PAVIS is active in array signal processing, with special emphasis on spatial processing of acoustic signals. Our current research encompasses array synthesis, beamforming methods and acoustical imaging. In particular, great attention is paid to the synthesis of optimized arrays, sparse and aperiodic, in connection with robust superdirective beamforming for wideband signals, implemented in the frequency domain. These array signal processing strategies are the basis for the design of innovative acoustic imaging systems which work in near-field and generate 3-D maps in real-time. Our team carries out research in all of these topics through a combination of theoretical investigation and experimental testing.

In addition to signal capturing and spatial processing, research activities devoted to high-level processing and understanding of acoustic signals are carried out as well. Audio foreground extraction, audio event classification, and joint audio-video calibration and processing are examples of some current research topics.

Multi sensor data fusion

Multi-sensor data fusion is an emerging research field whose aim  is to combine information from multiple and diverse sources (e.g. different sensors – thermal and visible spectrum cameras, laser, range sensors, microphones, RFID  etc.) to achieve inferences that cannot be obtained from a single sensor or source, or whose quality exceeds that of an inference drawn from any single source. To cite a few examples: person identification can be improved through a combination of audio (voice) and video (silhouette) cues, or object tracking in adverse weather conditions can take advantage from the fusion of thermal and visible camera images.

Multi sensor data fusion

Multi-sensor data fusion is inherently a multi-disciplinary subject that draws from such areas as statistical estimation, signal processing, computer vision and machine learning.

PAVIS is concerned with the development  of multi-sensor data fusion techniques mainly for automated surveillance applications.
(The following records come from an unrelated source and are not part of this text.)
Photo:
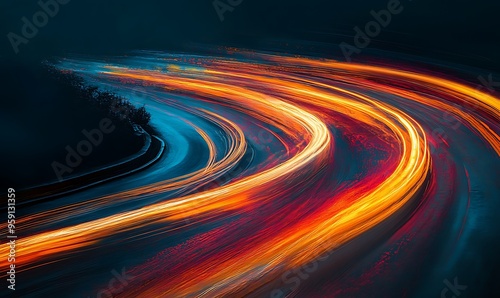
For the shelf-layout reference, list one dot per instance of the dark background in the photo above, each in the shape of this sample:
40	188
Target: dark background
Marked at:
458	31
37	119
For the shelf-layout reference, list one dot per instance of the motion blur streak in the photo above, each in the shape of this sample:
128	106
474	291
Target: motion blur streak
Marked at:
350	158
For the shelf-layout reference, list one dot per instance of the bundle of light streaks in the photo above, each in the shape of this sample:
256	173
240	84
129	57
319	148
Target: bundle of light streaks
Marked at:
298	101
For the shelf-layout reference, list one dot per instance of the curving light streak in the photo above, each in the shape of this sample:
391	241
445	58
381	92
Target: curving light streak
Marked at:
301	98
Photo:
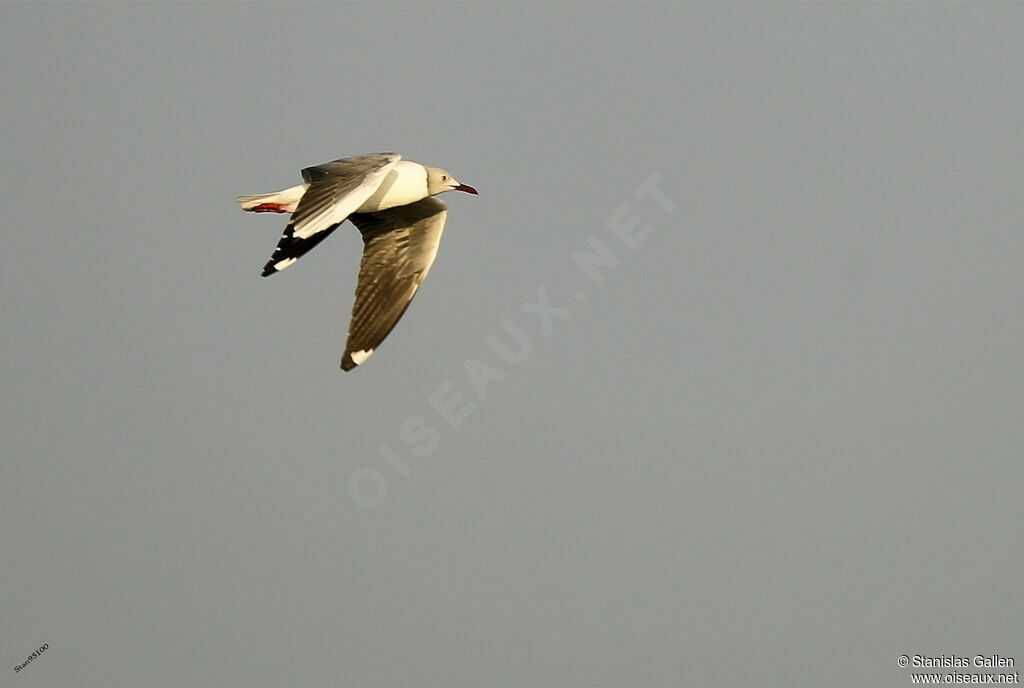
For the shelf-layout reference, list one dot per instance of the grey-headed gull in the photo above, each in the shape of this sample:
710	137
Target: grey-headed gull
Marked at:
389	200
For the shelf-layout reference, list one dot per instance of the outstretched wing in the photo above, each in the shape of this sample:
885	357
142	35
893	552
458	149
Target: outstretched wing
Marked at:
336	189
399	246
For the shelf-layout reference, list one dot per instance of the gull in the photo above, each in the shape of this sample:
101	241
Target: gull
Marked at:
391	202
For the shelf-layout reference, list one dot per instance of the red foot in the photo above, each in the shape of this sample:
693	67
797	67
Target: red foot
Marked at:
268	208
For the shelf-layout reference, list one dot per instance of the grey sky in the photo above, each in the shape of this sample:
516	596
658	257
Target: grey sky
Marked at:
779	444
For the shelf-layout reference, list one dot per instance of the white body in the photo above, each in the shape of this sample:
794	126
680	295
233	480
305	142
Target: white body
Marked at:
404	183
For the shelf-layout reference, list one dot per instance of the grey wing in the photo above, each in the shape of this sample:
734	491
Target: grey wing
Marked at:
399	246
336	189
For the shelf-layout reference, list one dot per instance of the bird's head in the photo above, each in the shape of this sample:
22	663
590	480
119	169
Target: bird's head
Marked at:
439	180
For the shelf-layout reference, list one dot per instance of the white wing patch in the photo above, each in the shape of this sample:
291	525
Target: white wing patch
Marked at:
359	356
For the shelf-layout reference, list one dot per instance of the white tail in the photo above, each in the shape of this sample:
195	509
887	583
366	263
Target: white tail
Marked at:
280	202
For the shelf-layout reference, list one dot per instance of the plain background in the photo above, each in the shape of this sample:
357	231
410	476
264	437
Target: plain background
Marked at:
779	445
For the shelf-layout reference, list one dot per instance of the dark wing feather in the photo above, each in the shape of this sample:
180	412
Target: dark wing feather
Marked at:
336	189
399	246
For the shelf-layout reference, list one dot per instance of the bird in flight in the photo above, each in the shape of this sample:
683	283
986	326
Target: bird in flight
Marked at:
391	202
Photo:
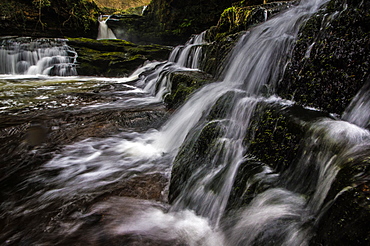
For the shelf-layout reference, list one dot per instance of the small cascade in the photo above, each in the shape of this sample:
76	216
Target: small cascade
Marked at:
182	58
189	55
104	32
37	56
210	137
358	112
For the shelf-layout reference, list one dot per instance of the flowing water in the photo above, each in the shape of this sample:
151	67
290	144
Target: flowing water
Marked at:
84	172
104	32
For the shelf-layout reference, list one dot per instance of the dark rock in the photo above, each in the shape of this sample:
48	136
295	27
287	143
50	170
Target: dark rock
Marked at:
330	61
114	57
183	84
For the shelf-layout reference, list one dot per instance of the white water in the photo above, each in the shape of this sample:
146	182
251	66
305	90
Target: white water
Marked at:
37	56
358	112
104	32
282	212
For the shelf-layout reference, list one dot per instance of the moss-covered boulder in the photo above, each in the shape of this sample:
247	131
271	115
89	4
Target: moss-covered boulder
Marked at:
183	83
330	61
113	57
233	22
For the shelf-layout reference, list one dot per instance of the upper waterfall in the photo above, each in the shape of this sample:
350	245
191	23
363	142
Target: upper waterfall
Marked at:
37	56
104	32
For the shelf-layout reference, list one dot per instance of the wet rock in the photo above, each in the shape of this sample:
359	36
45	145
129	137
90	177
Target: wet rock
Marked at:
330	61
114	57
183	84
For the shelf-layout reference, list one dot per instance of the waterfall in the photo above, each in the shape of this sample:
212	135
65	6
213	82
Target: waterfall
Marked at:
203	145
104	32
358	112
37	56
189	55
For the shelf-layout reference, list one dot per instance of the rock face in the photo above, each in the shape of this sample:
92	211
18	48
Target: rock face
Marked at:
170	22
113	57
53	18
328	67
330	62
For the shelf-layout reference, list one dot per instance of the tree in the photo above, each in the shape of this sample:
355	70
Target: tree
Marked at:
40	4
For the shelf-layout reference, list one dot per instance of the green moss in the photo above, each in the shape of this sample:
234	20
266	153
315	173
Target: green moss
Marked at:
193	154
183	84
337	66
113	57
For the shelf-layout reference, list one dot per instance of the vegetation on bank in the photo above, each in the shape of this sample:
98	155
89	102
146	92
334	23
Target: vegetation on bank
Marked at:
48	18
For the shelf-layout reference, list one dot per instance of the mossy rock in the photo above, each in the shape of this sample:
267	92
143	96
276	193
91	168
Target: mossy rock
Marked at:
114	57
193	154
347	219
330	61
273	143
183	84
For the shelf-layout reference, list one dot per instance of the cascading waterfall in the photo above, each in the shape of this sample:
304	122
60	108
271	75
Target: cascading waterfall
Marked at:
37	56
104	32
280	214
189	55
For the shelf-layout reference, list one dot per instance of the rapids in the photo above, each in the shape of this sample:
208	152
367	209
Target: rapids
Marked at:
74	198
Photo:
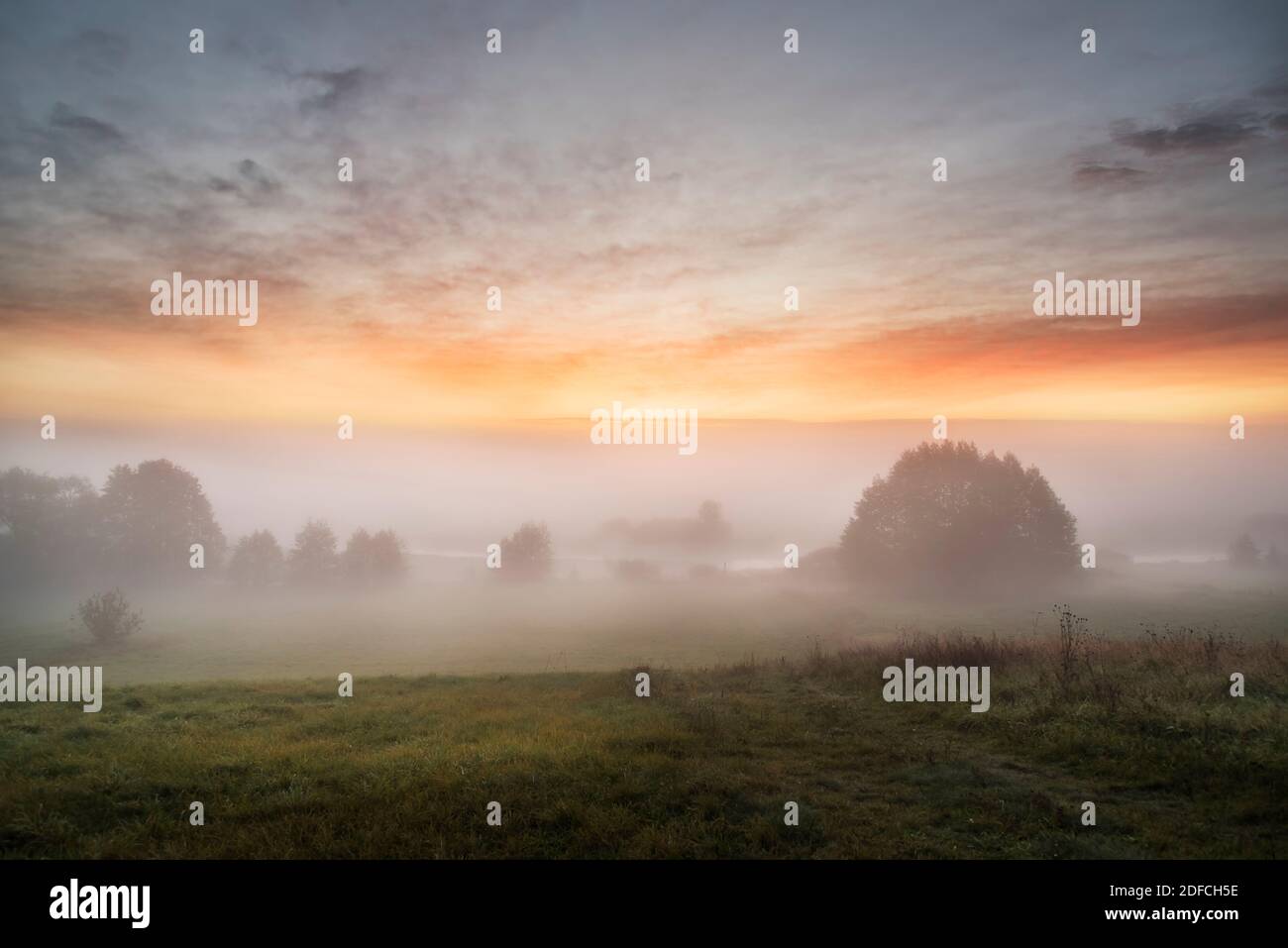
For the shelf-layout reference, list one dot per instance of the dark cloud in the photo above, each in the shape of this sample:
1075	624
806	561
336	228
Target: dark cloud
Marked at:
336	88
253	183
63	119
1094	174
1201	134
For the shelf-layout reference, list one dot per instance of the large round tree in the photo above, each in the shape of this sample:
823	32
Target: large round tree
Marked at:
947	515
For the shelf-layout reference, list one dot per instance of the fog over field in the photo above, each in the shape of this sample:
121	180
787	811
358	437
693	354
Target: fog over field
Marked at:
1142	489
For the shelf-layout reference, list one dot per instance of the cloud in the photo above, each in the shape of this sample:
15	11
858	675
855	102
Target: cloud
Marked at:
254	184
336	88
1095	174
63	119
1197	136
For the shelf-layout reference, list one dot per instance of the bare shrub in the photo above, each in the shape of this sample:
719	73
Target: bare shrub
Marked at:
107	616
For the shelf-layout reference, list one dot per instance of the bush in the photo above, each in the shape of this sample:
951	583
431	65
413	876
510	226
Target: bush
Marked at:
107	616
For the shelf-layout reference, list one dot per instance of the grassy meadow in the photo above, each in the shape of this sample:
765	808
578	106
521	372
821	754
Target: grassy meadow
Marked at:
778	700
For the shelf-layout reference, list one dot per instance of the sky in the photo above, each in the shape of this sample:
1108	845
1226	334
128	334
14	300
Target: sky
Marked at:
767	170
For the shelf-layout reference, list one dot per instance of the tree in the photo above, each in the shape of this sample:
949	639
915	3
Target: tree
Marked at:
1243	552
711	526
50	527
526	554
257	561
153	514
387	556
313	559
947	515
374	558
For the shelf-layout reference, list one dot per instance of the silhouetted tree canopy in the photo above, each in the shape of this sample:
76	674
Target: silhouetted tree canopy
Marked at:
374	557
313	559
153	514
50	527
947	515
527	554
257	561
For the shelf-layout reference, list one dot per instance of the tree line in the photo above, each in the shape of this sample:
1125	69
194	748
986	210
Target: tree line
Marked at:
143	526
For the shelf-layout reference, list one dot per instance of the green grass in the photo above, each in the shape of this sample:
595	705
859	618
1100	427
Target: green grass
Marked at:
702	768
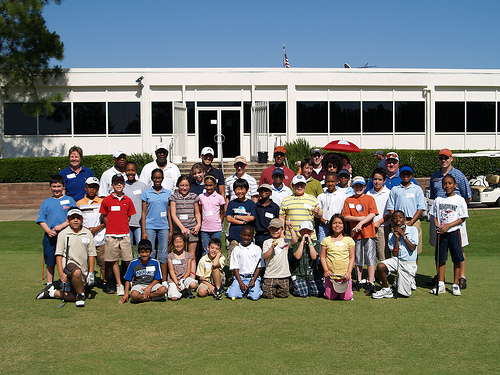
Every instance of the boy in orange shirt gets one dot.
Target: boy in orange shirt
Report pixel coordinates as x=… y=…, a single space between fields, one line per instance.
x=359 y=210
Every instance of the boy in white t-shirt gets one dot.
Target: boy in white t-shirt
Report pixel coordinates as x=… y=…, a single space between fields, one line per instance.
x=449 y=214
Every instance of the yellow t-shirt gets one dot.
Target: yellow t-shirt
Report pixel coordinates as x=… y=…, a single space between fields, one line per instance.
x=337 y=254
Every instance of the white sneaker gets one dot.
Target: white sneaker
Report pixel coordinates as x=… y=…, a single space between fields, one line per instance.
x=455 y=290
x=442 y=289
x=120 y=290
x=383 y=293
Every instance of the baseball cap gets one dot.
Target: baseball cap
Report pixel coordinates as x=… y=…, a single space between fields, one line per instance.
x=278 y=171
x=118 y=153
x=358 y=180
x=406 y=168
x=299 y=179
x=446 y=152
x=264 y=186
x=280 y=149
x=276 y=223
x=92 y=181
x=240 y=159
x=74 y=211
x=117 y=178
x=344 y=172
x=306 y=225
x=392 y=155
x=316 y=150
x=207 y=151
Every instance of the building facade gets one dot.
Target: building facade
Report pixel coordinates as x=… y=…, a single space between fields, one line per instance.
x=251 y=110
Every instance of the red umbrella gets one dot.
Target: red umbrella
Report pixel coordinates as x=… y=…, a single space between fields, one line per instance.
x=342 y=145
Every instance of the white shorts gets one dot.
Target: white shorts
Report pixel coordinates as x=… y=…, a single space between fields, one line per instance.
x=407 y=272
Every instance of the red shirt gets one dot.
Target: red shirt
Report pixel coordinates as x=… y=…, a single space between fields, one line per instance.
x=118 y=211
x=362 y=206
x=267 y=175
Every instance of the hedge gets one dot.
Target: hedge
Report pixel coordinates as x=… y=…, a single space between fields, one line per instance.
x=40 y=169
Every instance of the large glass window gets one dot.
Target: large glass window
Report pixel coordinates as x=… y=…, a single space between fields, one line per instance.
x=377 y=117
x=17 y=122
x=124 y=118
x=450 y=117
x=480 y=117
x=312 y=117
x=57 y=123
x=345 y=117
x=410 y=117
x=277 y=117
x=161 y=117
x=89 y=118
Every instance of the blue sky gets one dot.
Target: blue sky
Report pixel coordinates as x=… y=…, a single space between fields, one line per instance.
x=317 y=34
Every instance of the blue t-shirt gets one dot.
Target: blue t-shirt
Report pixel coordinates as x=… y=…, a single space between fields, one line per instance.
x=157 y=203
x=143 y=274
x=75 y=183
x=236 y=207
x=54 y=211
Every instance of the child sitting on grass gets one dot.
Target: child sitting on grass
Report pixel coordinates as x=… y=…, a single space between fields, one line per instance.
x=403 y=242
x=337 y=260
x=449 y=214
x=76 y=251
x=246 y=262
x=145 y=275
x=209 y=271
x=180 y=282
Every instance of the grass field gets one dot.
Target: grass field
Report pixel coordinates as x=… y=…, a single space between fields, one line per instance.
x=421 y=334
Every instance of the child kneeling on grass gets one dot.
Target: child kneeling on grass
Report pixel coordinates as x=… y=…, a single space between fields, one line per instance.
x=75 y=249
x=145 y=275
x=275 y=249
x=246 y=262
x=209 y=271
x=403 y=242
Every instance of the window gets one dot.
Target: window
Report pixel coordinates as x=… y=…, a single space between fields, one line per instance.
x=450 y=117
x=312 y=117
x=377 y=117
x=124 y=118
x=161 y=118
x=17 y=122
x=410 y=117
x=480 y=117
x=57 y=123
x=277 y=117
x=89 y=118
x=345 y=117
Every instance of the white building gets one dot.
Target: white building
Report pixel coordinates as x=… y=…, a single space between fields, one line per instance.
x=133 y=109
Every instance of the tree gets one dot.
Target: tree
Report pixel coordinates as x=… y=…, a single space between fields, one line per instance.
x=26 y=50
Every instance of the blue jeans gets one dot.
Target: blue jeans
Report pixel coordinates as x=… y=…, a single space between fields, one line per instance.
x=162 y=243
x=205 y=239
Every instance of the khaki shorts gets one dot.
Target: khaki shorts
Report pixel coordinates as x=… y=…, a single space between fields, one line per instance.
x=117 y=248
In this context, different tasks such as person detection, tracking and re-identification, behavior analysis, and high level scene understanding are addressed, with the aim to investigate potential improvements with a multi-sensor set up through a combination of theoretical analysis and experimental testing.

Due to the multifarious nature of the sensor devices adopted, there are strong interactions with other research areas of PAVIS, such as Acoustic Signal Processing and Visual Geometry and Modeling.